Plumbing a laboratory with a standard frequency makes a lot of sense if the lab uses multiple frequency counters, spectrum analyzers, and other frequency-dependent test equipment. Rather than spending time keeping all of the instruments' oscillators in calibration or buying expensive, high-precision oscillators, you can use the circuit in Figure 1 to distribute a single calibrated frequency source to the external-reference input of each instrument. The circuit represents a simple, 10-MHz source and distribution amplifier. The output comes not from the emitter or collector of the Colpitts-oscillator transistor, Q1, but rather from the current flowing in the 10-MHz crystal. The common-base stage, Q2, converts this current into a voltage and establishes the correct dc level for the output amplifier, IC1. This IC contains four gain-of-two buffers with 110-MHz, 3-dB bandwidth and can drive double-terminated 50 or 75 Ω loads.

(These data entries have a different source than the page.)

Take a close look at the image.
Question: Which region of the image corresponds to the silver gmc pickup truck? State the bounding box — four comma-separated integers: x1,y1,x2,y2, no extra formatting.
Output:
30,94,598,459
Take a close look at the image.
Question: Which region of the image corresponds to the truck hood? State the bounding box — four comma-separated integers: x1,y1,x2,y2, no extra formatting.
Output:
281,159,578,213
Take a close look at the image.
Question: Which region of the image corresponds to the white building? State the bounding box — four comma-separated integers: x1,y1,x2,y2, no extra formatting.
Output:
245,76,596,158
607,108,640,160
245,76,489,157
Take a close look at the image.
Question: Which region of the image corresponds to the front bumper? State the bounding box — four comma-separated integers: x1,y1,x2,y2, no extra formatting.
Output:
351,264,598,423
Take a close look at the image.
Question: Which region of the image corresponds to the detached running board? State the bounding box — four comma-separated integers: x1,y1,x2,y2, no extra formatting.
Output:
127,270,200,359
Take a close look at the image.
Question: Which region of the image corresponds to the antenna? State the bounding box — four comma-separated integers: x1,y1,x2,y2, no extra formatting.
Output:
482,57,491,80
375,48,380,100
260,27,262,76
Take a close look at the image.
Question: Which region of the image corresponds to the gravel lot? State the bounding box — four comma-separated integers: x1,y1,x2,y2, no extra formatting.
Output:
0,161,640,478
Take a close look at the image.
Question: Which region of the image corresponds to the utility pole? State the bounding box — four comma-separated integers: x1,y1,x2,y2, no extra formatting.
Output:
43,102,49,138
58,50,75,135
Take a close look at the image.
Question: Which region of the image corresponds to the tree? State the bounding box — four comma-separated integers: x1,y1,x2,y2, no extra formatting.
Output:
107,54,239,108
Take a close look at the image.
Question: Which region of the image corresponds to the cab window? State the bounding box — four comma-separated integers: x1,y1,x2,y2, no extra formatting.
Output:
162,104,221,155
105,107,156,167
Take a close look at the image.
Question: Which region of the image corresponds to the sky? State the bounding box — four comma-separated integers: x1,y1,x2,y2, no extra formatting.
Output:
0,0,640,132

|Figure 1.||A laboratorywide distribution system is an alternative to multiple frequency sources.|
As Figure 1 shows, the outputs use 75 Ω impedance levels to take advantage of inexpensive F-type connector hardware and low-cost video coaxial cable. IC1 also provides good isolation between its outputs, so that changes in loading on one output do not affect the other outputs. The circuit delivers more than 6 dBm to each termination. If high accuracy and low drift are critical needs, you can substitute Hewlett-Packard's HP10811A component oscillator for the Colpitts oscillator. Connect the HP10811A's output through a 510 Ω resistor and a 10-nF coupling capacitor, directly to the emitter of Q2. If you need more than four outputs, you can duplicate the IC1 stage as many times as necessary.